Headed out on a Monday to visit another forest preserve in suburban Chicago, thought I'd share a few snapshots and observations from my short trip. This preserve's biggest draw is the equestrian and biking trails, but there is a nature habitat reserved for hiking.
I was fortunate to have clear, sunny weather and the trails to myself, as most people were at work. Temperatures, however, were less than ideal, mid-90s with humidity that pushed the heat index to about 99-degrees, and wind gusts of about 20 mph.
Sorta felt like southern Iraq at midnight in April.
I only hiked the eastern portion of this preserve, where most of the trails are well-paved with gravel.
Watch your step, as I mentioned, the main trails here are used by horseback riders, creates a nice, country aroma.
Reached this prairie with rolling terrain after hiking about a half mile, decided to check out that hill in the distance.
Did a lap around the hill until I found a footpath to the top. Notice the trees leaning from the breeze.
The hill overlooks a lake for catch-and-release fishing with a view of one of a few local horse farms. Thought I might have lunch at the top, but the wind and sun made me decide to search for better options within the woods.
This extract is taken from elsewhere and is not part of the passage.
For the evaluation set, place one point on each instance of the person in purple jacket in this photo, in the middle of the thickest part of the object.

Unfortunately, there's almost always usable trash laying about.
Wandered at bit until I reached one of the entrances to the nature habitat and went searching for the shade.
Had some decent scenery, still sunny and windy as heck.
Found a spot to stop for lunch. Like I said, it was muggy and sunny, enough that I was compelled to dig in my pack for my boonie cap, my lone piece of ACU clothing. Humped my standard day hike kit, added water weight increased the load to about 24 lbs.
However, it is never, ever, ever, too hot for coffee.
Lunch was a corned-beef croissant. While eating I began to hear lots of groaning and crashing among the trees.
Big mistake: Realized I'd stopped on widow-maker boulevard. Second mistake was not popping smoke and moving to a better locale. Instead, I continued eating, albeit with my head on a swivel.
Discovered another potentially fatal error while returning from using the wood line before moving out. This large hole was in the log I used as a seat. I'd kicked it before sitting down, didn't do a 360 sweep--could've had a nasty surprise visitor.
Meandered a while longer, came upon several forks in the trail. Even though civilization is never more than a few miles in any direction, I highly recommend taking and using a trail map.
Took another break and stock of the situation. I'd planned to make new tarp tie-offs for my USGI poncho, maybe braid a ridge line, but the increasing wind and swaying trees made me decide to go back to the main trail. I also didn't want to arrive at my car with empty canteens.
A good outing, overall, covered about three miles in two hours, saw places I hadn't seen before. Also a decent lesson on being mindful of one's surroundings. I like to joke that I have enough skills and experience to venture into the wilderness and get myself killed.
Hope you enjoyed the post. Thanks for viewing.